Errands done, come spring I crost the mountains myself (in a wagon train bound for Governor Harrison’s Indian country) thro the Cumberland Gap to Pittsburgh, a brawling city sprung up where Pontiac’s Indians had been “Consuelo’d” with smallpox blankets. Thence up the Allegheny to Chautauqua Lake, where my dear grandparents had schemed & trysted half a century before. Over the portage trail to Lake Erie; by rough boat across to chilly Upper Canada, then again by wagon to Niagara (where I re-met Jérôme Bonaparte & his bride, honeymooning at the Falls), & anon to Castines Hundred. With every additional degree of north latitude and west longitude, my head clear’d. Even before I met your mother (then a fine fifteen) and fell in love with her on the spot, my movement from Napoleon’s France (and George’s England) to Jefferson’s America show’d me what Barlow & Tom Paine had been talking about: I understood I was not European. Moving farther, from the fail’d ideals of the French Revolution, thro the failing ones of the American, to the open country of the Indians, show’d me what my grandparents (and J. J. Rousseau) had been talking about: I understood I was not “American” either. My first adult glimpse of a Canadian village populated by white Loyalist refugees, displaced Iroquois, escaped Negro slaves, French habitants, & (a very few) British Canadians, cohabiting uneasily & in poverty but on the whole not unsuccessfully, set me to dreaming the family dream: a harmony not only between man & man, but between men & Nature.
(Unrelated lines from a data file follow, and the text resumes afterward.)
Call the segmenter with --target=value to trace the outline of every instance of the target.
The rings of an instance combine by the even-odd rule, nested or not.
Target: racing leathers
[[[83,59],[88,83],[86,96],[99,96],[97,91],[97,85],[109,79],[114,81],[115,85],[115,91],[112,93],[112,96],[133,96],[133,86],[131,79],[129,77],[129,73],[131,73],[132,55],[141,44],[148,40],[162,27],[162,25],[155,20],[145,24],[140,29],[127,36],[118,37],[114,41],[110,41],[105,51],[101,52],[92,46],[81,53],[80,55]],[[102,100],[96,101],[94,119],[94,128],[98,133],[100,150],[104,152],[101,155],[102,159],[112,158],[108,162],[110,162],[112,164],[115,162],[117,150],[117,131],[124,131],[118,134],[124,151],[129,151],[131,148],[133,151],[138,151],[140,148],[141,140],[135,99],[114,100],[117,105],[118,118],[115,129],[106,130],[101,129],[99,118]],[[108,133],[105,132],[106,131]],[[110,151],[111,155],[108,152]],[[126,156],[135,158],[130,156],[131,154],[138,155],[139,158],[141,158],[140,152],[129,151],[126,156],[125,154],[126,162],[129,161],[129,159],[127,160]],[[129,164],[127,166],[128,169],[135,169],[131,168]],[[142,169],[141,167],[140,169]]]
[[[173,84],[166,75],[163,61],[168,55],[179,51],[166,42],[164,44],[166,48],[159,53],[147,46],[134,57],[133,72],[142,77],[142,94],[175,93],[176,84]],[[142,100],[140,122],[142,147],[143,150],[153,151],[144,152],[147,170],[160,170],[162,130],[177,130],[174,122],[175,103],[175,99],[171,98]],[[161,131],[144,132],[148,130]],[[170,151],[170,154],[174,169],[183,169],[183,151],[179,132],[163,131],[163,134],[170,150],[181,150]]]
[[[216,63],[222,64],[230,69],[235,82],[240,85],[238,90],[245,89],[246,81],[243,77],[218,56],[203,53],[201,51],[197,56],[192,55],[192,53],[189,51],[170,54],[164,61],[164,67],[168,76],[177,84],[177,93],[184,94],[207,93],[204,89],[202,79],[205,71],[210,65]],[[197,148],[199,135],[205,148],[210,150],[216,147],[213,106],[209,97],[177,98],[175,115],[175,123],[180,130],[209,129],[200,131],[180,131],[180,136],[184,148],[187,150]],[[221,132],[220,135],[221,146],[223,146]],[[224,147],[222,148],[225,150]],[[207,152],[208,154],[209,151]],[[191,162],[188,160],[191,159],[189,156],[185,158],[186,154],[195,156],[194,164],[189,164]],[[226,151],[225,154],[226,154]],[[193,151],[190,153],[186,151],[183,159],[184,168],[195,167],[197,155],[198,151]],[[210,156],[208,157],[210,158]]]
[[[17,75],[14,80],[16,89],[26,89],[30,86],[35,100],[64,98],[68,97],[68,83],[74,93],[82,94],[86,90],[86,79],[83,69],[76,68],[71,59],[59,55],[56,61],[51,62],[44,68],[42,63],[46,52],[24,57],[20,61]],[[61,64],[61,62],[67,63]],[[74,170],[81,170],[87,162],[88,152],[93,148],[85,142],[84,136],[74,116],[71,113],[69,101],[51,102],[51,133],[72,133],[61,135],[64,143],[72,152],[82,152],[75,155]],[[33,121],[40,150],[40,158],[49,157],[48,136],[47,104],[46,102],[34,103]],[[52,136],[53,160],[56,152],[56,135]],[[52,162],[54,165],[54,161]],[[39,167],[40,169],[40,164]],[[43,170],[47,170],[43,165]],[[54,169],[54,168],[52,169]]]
Jefferson’s ideal for the Indians — that they should all become little farmers, homesteaders, settlers —struck me now as no less grotesque than that they should become shopkeepers or sailors: I understood what Major Rogers had been talking about in his Ponteach; or, the Savages of America: A Tragedy. I was yet to meet Andrée’s idol Tecumseh, & do my utmost to advance his cause in the manner of us Cooks & Burlingames, and come to learn what a greater writer than any of these, old Sophocles, was talking about.
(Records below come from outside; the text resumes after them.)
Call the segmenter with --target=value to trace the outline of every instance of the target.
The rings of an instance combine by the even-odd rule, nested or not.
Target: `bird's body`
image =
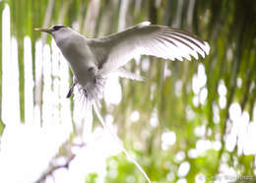
[[[53,26],[37,29],[50,33],[74,74],[74,85],[79,84],[89,99],[98,99],[102,94],[107,76],[118,73],[120,77],[142,80],[141,76],[126,71],[123,66],[137,55],[153,55],[180,61],[198,59],[209,53],[210,46],[201,38],[164,26],[141,23],[124,31],[103,38],[87,38],[70,28]]]
[[[53,26],[50,29],[36,29],[36,30],[50,33],[69,62],[74,74],[74,84],[67,97],[72,94],[73,88],[78,85],[79,91],[82,91],[83,96],[89,101],[89,109],[91,108],[92,111],[91,106],[94,106],[104,127],[106,125],[97,110],[96,103],[102,95],[105,81],[111,73],[117,73],[119,77],[142,81],[143,77],[123,68],[135,56],[153,55],[182,61],[183,58],[190,60],[190,56],[198,59],[198,53],[205,57],[210,50],[207,42],[191,33],[164,26],[150,25],[149,22],[103,38],[87,38],[65,26]],[[110,130],[109,132],[111,133]],[[116,136],[113,135],[113,137]],[[120,148],[133,160],[148,182],[151,182],[124,147],[120,145]]]

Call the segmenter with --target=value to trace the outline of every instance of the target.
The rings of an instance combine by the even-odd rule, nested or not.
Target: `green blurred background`
[[[214,182],[218,181],[218,175],[226,174],[226,169],[255,181],[256,151],[246,151],[246,146],[256,147],[256,139],[248,136],[242,141],[252,133],[250,127],[256,123],[255,0],[6,0],[0,2],[1,16],[6,3],[10,6],[11,34],[18,40],[23,122],[24,38],[29,35],[32,39],[33,80],[35,41],[38,38],[45,43],[51,41],[49,36],[41,37],[34,28],[62,24],[88,37],[107,35],[143,21],[179,28],[208,41],[210,55],[191,62],[146,56],[130,62],[127,68],[139,70],[146,82],[120,80],[121,102],[109,107],[102,100],[101,114],[111,113],[118,136],[152,181]],[[2,31],[5,25],[2,18],[0,21]],[[0,46],[2,53],[5,45]],[[1,56],[0,67],[2,62]],[[67,82],[71,85],[71,80]],[[1,92],[2,68],[0,95]],[[1,103],[2,96],[0,106]],[[234,119],[232,112],[241,119]],[[242,120],[243,117],[246,119]],[[245,131],[241,135],[234,133],[230,145],[228,135],[235,127],[234,121],[244,123],[239,127]],[[96,117],[94,122],[98,125]],[[0,121],[0,136],[4,130],[5,125]],[[76,136],[75,130],[72,136]],[[117,169],[114,176],[113,169]],[[96,182],[96,173],[86,175],[85,182]],[[108,158],[105,182],[146,180],[120,153]]]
But I met ma belle cousine & her gentle parents, the lord & lady of Castines Hundred. I fell in love; not so Andrée, still under the spell of her Shawnee hero — her worrisome infatuation with whom led the Baron & Baroness to look favorably on my own attentions to her tho I was unpropertied, footloose, & as much her senior as Tecumseh, without his nobility of character. Being of French rather than English extraction, and part Indian himself thro his ancestor’s marriage to Madocawanda, the Baron was no bigot, but his tastes were those of a country gentilhomme, and he had opposed Andrée’s passion for Tecumseh not only on the grounds of her age but because he wisht a more settled life for her. (He was later to oppose our own match on that same sensible ground, when it became clear I was “my father’s son”; but when you made your existence known, he put by his objection with the good grace of the Barons Castine.) They had no firm word of my father since his visit of 1793, en route to Chief Little Turtle’s efforts against the American Legion: they had found him much changed; would not have known him but for his knowledge of our history & his characteristic enterprises. One rumor had it he was establisht on an island in the lower reaches of the Ohio, under an assumed name…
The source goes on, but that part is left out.